サン・コンピュータ(青森県八戸市、三浦克之社長)は、地元のIT関連企業と連携して、地元自治体のIT化プロジェクトの受注獲得を目指す「e─八戸研究会」(仮称)を年内をめどに立ち上げる。八戸商工会議所などに参加するIT関連企業約10社と連携して、八戸市など地元自治体のIT需要に応えられる体制づくりを研究する。

 大規模な企業が少ない八戸地区では、八戸市役所など自治体のIT投資が「最も規模が大きいIT投資」(三浦社長)とされる。だが、地元IT企業のノウハウ不足などを理由に全国的な大手ベンダーなどに発注されるケースが多く、地域への経済波及効果が薄いとの指摘があった。八戸市の平均的な年間IT投資額は約7億円とされているが、このうち地元IT企業が主体となって受注する額は「実質1億円未満」(同)と少ないという。

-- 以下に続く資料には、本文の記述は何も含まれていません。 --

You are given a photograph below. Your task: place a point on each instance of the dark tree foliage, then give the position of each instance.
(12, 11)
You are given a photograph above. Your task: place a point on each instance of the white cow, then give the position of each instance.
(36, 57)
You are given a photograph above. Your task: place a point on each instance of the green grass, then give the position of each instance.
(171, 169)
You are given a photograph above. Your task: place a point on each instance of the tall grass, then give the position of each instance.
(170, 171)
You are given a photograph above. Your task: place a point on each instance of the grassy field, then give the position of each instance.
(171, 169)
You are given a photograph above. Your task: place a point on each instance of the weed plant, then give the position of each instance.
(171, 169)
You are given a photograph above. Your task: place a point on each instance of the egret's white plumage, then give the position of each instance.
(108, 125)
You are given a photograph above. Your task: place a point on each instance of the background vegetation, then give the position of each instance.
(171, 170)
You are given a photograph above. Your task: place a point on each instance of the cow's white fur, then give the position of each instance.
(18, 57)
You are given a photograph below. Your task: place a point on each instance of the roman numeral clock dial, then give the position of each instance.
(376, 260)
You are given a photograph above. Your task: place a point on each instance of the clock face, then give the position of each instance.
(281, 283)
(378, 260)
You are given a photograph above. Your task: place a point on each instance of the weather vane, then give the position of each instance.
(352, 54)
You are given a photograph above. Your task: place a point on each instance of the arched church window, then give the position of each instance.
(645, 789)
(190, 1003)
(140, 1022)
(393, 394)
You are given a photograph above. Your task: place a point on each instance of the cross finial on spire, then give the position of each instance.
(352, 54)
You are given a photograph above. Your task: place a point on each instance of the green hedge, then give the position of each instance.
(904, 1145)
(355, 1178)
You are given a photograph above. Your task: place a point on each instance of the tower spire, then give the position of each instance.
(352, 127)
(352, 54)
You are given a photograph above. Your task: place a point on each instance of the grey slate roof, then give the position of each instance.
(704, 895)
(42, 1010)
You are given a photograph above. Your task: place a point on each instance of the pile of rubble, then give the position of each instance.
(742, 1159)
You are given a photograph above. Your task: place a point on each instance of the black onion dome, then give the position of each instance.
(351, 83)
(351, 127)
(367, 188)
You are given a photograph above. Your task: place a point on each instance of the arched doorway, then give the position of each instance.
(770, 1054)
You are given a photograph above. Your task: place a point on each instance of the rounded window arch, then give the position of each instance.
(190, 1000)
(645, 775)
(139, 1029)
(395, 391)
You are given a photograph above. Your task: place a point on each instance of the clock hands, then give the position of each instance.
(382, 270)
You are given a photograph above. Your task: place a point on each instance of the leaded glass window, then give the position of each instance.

 e─八戸研究会では、サン・コンピュータなど地元IT企業が中心となり、これに自治体や大手メーカーの担当者、専門家などをオブザーバーとして迎え入れ、地元自治体のIT投資を地元IT企業が受注する“地産地消”循環の構築に向けての検討を行う。将来的には複数の地元企業が共同して自治体案件を受注する仕組みづくりを視野に入れる。

 自治体のIT投資を地元企業が受注することで、地域経済に対する経済波及効果の拡大も期待されている。地元IT企業へ発注することで、仮に発注額が多少割高になったとしても、「地元経済全体から見ればプラスになる」(同)と、メリットは大きいと訴える。

 八戸地域には、IT関連企業が40-50社あると見られており、今後は1社でも多くの地元IT企業に参加を呼びかけ、自治体の大型IT投資の受注に耐えうる技術やノウハウ、サポート体制の構築を急ぐ。これによりIT産業の振興を図り、地域経済の活性化に結びつける考えだ。